The response was overwhelming — dozens of couples reached out to ask Sara to attend their weddings as a stand-in. Even more people responded with their own offer to act as a proxy.

“If you need a Mom, an Aunt, a Granny, or just a friend in Florida, I’ll be there,” one woman posted. “Love is love. Period.”

Photo credit: Courtesy Sara Cunningham
Photo credit: Courtesy Sara Cunningham

Tabatha and Marlee’s Texas wedding was one of the first ceremonies that Sara attended as a stand-in, and in 2019, she plans to go to at least three more, including the June wedding of Haley Myers-Brannon and Sam Hedrick. Sam grew up in Oklahoma City, in a conservative Christian family who refused to accept his identity.

Photo credit: Kate Donaldson Photography
Photo credit: Kate Donaldson Photography

“When I came out to my parents as transgender, it was a big blow to them,” he says. After Sam met Haley and he decided to propose, he reached out to his parents with the news. “My mom texted and said, ‘we do not believe this is God’s plan for you,’” Sam says.

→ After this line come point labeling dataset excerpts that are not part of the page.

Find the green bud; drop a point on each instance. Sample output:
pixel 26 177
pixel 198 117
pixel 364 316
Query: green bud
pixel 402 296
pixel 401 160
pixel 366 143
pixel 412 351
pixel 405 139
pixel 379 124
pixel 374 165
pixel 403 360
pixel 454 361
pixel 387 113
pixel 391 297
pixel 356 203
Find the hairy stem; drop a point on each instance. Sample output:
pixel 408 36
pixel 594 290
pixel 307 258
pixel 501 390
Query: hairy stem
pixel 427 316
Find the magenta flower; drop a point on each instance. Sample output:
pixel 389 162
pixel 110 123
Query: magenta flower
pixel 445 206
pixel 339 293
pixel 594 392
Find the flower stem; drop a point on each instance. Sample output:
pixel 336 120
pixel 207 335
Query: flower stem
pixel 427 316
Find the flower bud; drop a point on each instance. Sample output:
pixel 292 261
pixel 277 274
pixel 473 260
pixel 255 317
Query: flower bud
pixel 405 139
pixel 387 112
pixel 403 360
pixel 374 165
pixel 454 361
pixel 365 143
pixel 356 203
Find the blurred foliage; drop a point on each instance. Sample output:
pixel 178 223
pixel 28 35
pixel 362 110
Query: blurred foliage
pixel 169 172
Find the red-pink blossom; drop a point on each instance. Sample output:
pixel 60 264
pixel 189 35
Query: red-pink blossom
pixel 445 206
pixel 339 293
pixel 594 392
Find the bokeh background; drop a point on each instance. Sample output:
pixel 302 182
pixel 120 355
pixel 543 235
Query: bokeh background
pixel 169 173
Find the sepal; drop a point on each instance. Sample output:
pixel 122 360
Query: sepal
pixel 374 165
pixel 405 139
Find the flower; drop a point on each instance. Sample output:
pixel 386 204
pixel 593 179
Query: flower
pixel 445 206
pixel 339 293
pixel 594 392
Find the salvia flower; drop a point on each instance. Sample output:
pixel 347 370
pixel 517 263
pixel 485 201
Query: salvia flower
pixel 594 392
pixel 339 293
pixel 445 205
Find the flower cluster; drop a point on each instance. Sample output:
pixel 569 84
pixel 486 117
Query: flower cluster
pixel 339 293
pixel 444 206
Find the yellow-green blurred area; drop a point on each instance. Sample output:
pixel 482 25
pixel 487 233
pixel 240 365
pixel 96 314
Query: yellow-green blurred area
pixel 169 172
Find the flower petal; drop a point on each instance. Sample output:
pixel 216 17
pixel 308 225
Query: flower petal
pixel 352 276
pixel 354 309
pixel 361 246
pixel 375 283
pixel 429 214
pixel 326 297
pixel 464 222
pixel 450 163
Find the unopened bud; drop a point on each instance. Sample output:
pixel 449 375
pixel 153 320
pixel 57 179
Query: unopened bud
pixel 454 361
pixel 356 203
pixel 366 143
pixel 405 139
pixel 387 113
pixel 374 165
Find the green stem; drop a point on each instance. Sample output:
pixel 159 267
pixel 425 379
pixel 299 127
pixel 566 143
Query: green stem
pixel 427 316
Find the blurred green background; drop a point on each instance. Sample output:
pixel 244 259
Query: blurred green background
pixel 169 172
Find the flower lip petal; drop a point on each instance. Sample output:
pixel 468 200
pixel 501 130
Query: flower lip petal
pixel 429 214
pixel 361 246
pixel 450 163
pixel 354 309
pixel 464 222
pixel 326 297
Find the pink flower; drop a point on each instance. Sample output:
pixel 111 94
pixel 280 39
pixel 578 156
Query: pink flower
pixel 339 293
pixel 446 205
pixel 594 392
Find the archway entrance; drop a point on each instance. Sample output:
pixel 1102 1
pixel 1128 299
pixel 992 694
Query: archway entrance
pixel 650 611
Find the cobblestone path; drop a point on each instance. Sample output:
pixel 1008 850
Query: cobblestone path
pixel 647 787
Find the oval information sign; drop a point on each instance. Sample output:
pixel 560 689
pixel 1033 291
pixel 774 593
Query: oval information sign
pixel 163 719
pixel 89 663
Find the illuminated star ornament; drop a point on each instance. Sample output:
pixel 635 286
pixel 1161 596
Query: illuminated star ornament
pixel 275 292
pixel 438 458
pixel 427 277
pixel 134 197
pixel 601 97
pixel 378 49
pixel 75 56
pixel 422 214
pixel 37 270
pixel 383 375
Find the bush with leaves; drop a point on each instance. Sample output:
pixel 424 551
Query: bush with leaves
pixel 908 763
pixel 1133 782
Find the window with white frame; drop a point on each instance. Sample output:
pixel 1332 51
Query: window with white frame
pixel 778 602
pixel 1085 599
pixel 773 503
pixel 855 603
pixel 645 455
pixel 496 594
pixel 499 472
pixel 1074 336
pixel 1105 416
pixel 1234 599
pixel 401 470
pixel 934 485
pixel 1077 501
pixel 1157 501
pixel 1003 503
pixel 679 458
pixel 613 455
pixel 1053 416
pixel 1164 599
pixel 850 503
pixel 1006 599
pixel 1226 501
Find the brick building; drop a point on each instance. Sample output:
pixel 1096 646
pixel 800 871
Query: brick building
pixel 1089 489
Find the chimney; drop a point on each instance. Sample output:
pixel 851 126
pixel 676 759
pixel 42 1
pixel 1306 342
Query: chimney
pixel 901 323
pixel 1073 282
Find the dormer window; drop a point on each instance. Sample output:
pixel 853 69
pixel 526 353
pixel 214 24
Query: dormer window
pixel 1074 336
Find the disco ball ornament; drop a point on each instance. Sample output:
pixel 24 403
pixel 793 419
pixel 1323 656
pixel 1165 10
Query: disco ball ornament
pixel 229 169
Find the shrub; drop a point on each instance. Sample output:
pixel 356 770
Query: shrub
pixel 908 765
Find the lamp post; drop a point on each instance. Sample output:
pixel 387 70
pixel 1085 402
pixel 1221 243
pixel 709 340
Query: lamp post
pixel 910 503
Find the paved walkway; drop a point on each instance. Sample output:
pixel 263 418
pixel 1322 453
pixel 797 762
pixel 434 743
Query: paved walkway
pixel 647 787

Then Sara stepped in. Sam had met her through a friend and eventually asked her to attend his and Haley’s wedding in place of his mom. Sara will help him get dressed and be there to talk before the ceremony.

“She’s probably going to let me cry a lot and then help me pull it together,” says Sam. “She’ll be in the front row where my family would normally sit.”

Despite the expansion of Free Mom Hugs, which now has more than 40 chapters in the U.S. and beyond, as well as more than 50,000 Facebook followers, Sara still holds down a full-time job as a secretary for an architectural firm.

And yet, she plans to keep growing, helping transgender community members get their birth certificates changed to reflect their identity, filling prescriptions, providing housing for LGBTQ people who feel unsafe in homeless shelters, and more.

Says Sara, “What we do is way beyond hugs.”